Typically, sequence alignment is carried out by formulating and solving an optimization problem - either implicitly or explicitly - where the goal is to maximize an objective function that measures the overall quality of the sequence alignment. For example, one simple way of aligning a sequence pair would be to score each potential alignment by assigning a "substitution score" to every aligned symbol pair and penalty scores for gaps and then find the optimal alignment that maximizes the overall score through dynamic programming [1]. In the past, various ad hoc scoring schemes have been proposed to obtain intuitive and biologically meaningful sequence alignment results. As an alternative to heuristic scoring schemes, there have been also research efforts to develop probabilistic models for sequence alignment that can be used to evaluate and compare potential alignments and to estimate the symbol-to-symbol alignment probabilities.
Examples of such probabilistic schemes include the pair hidden Markov models (pair-HMMs) [1] and the partition function based scheme [8]. Given two biological sequences, these methods can be used to estimate the posterior symbol alignment probability for each symbol pair that may be aligned in the final sequence alignment. Based on the estimated probabilities, we can predict the optimal sequence alignment that contains the largest expected number of correctly aligned symbol pairs, rather than an alignment that maximizes an ad hoc score. This is typically referred to as the maximum expected accuracy (MEA) alignment [9–11], and as before, it can be also found through dynamic programming.
Among a number of probabilistic sequence alignment models, pair-HMMs have been especially popular, and they have been widely adopted by many multiple sequence alignment (MSA) algorithms, including ProbCons [9] and PicXAA [10]. Despite the simplicity of the model, pair-HMMs have been shown to be very effective in modeling sequence homology, as reflected in the well-rounded overall performance of various MSA algorithms that utilize the symbol alignment probabilities estimated by pair-HMMs. Furthermore, these probabilities can be estimated in a relatively efficient manner, making the pair-HMMs an attractive choice for various sequence alignment problems. However, pair-HMMs also have a number of shortcomings, which may negatively affect their alignment performance or make them impractical for certain alignment tasks.

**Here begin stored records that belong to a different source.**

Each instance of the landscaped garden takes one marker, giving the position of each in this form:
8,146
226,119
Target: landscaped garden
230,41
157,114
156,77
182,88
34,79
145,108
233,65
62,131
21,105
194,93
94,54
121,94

In this paper, we propose a novel scheme for comparing and aligning biological sequences that can effectively address the limitations of pair-HMMs. The proposed scheme computes probabilistic symbol alignment confidence scores based on a simple and computationally efficient message-passing approach. As we will demonstrate in this paper, this message-passing scheme has a number of important advantages over the traditional pair-HMMs and it clearly outperforms pair-HMMs in terms of both speed and accuracy on protein alignment benchmark datasets.
Methods
A brief overview of pair hidden Markov models
Limitations of pair-HMMs
For the pair-HMM shown in Figure 1(A), any hidden state sequence $s={s}_{1}{s}_{2}\cdots {s}_{9}$ such that s_{1} = s_{2} = s_{3} = M and ${s}_{4}{s}_{5}\cdots {s}_{9}$ is a permutation of I_{x} I_{x} I_{x} I_{y} I_{y} I_{y} would lead to the sequence alignment shown in (1). When using this pair-HMM for predicting the optimal alignment of a sequence pair with the largest probability, this ambiguity may lead to performance degradation as these potential state sequences compete against each other. For this reason, it is generally more desirable to estimate the symbol alignment probabilities via the pair-HMM by considering all potential alignments and state sequences and use the estimated probabilities to find the MEA alignment that is expected to have the maximum number of correctly aligned symbols [9–11]. However, the aforementioned ambiguity also negatively affects the quality of the estimated symbol alignment probabilities, which is especially noticeable for sequence pairs with low percentage identity. In some cases, the alternative pair-HMM shown in Figure 1(B) is used to avoid such ambiguity. This alternative pair-HMM blocks transitions between the insertion states I_{x} and I_{y}, thereby prohibiting the model from inserting unaligned symbols to both sequences. For example, the alignment shown in (1) would not be allowed based on this alternative pair-HMM. However, due to this restriction, the pair-HMM in Figure 1(B) has a relatively stronger tendency to align unrelated sequence regions by treating them as mutations. This may again negatively affect the quality of the symbol alignment probabilities estimated based on the pair-HMM.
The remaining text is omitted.